Abstract

Gravitating systems surrounded by a dynamic sea of substructures experience fluctuations of the local tidal field which inject kinetic energy into the internal motions. This paper uses stochastic calculus techniques to describe ‘tidal heating’ as a random walk of orbital velocities that leads to diffusion in a four-dimensional energy–angular momentum space. In spherical, static potentials, we derive analytical solutions for the Green’s propagators directly from the number density and velocity distribution of substructures with known mass and size functions without arbitrary cuts in forces or impact parameters. Furthermore, a Monte Carlo method is presented, which samples velocity ‘kicks’ from a probability function and can be used to model orbital scattering in fully generic potentials. For illustration, we follow the evolution of planetary orbits in a clumpy environment.
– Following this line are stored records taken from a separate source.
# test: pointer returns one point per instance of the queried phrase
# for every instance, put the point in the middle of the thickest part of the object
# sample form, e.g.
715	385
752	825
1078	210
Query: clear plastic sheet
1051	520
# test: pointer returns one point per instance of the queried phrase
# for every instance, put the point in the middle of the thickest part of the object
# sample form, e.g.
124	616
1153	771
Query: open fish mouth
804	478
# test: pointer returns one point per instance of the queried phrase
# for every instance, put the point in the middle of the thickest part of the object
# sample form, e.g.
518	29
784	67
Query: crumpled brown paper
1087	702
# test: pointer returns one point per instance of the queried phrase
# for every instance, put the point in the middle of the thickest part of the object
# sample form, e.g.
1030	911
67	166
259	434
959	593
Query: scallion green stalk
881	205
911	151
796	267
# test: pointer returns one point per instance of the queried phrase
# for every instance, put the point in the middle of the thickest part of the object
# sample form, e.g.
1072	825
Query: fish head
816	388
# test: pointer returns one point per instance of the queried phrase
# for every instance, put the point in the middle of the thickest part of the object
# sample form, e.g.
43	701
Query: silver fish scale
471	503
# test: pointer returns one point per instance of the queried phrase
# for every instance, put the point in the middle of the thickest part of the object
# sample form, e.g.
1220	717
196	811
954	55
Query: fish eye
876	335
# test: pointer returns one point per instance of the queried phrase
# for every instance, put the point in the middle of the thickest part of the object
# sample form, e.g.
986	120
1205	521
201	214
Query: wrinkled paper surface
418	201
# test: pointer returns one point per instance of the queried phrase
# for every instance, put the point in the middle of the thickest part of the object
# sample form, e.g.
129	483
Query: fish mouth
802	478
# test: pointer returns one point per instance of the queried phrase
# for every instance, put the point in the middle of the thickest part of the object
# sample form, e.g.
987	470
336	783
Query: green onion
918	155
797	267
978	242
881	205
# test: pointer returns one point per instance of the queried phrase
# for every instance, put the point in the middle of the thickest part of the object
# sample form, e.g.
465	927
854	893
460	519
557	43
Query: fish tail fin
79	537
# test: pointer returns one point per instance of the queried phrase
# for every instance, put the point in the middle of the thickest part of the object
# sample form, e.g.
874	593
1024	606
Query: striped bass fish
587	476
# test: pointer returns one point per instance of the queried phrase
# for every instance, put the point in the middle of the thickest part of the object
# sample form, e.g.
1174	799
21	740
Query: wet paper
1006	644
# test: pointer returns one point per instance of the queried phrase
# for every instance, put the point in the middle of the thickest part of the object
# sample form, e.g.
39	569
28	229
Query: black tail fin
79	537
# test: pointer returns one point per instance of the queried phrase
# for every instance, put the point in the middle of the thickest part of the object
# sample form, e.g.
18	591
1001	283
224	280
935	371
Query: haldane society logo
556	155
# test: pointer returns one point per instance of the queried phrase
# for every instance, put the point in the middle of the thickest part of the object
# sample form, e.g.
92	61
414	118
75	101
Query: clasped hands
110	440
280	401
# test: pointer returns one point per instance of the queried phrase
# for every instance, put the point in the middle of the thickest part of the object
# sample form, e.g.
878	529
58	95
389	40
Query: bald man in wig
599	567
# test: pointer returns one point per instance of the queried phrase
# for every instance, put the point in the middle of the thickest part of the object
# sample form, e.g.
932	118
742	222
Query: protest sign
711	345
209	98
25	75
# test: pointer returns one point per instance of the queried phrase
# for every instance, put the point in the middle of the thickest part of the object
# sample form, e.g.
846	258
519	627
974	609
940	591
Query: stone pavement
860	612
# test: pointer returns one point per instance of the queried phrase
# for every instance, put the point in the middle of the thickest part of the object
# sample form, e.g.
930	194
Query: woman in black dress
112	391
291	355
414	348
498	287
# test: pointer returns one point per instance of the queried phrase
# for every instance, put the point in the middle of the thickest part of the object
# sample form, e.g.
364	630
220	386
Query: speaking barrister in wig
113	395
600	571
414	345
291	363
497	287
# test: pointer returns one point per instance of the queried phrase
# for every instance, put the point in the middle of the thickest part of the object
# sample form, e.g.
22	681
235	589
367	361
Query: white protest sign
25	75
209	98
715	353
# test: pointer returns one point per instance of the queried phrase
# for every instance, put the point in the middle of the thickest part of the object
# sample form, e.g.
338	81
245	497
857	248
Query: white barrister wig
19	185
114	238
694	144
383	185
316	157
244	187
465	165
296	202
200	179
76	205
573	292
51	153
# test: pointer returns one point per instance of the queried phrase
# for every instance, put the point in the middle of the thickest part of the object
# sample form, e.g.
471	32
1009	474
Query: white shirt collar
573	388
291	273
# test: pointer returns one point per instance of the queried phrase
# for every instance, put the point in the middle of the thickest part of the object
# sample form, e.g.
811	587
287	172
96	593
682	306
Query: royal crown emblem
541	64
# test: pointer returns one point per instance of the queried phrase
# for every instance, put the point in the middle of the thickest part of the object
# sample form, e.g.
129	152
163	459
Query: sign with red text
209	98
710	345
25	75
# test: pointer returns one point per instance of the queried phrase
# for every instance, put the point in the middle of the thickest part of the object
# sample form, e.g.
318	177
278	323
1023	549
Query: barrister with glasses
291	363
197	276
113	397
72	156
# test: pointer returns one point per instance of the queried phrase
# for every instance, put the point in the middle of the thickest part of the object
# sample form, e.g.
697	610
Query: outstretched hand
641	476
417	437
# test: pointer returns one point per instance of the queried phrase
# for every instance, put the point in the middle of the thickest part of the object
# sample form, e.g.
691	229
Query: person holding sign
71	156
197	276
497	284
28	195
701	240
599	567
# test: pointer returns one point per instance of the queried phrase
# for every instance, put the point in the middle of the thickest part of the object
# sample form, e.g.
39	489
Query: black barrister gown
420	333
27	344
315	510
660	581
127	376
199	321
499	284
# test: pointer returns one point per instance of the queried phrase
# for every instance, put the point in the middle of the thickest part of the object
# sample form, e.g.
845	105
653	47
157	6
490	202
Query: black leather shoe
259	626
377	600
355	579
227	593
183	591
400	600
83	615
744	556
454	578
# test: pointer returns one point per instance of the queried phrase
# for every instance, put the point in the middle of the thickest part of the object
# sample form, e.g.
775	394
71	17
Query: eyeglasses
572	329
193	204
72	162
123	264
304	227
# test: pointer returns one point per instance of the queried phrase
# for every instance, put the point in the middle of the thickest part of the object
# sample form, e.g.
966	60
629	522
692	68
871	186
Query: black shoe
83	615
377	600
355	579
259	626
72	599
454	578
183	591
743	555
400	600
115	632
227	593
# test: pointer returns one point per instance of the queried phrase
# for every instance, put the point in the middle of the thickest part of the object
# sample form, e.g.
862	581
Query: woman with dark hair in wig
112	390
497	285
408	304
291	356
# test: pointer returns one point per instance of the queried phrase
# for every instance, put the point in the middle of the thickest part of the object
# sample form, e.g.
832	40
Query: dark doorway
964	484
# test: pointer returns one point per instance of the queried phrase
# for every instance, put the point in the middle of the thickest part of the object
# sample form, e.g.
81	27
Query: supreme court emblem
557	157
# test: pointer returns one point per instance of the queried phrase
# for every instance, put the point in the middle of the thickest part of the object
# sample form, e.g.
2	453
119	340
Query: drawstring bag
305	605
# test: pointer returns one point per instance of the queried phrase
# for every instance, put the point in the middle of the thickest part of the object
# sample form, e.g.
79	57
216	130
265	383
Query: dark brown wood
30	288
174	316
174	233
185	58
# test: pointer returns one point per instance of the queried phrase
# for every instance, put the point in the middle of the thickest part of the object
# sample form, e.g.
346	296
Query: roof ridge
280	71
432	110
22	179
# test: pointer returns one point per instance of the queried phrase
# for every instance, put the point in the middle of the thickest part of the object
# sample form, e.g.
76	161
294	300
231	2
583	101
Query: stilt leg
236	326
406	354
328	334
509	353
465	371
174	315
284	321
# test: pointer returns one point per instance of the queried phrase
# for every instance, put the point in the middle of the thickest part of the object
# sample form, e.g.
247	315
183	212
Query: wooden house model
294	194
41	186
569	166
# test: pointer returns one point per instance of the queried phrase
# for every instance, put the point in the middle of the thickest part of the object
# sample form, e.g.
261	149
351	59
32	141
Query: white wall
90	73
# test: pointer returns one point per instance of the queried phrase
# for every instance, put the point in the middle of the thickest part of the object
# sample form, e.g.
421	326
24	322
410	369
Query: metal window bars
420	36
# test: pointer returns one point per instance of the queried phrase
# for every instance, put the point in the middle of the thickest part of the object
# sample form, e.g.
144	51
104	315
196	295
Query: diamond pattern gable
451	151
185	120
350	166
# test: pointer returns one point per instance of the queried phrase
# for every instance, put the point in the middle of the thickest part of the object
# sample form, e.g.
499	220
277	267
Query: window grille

We show that stochastic heating of (mass-less) discs in a Keplerian potential leads to the formation, and subsequent ‘evaporation’ of Oort-like clouds, and derive analytical expressions for the escape rate and the fraction of comets on retrograde orbits as a function of time. Extrapolation of the subhalo mass function of Milky Way-like haloes down to the WIMP free-streaming length suggests that objects in the outer Solar system experience repeated interactions with dark microhaloes on dynamical time-scales.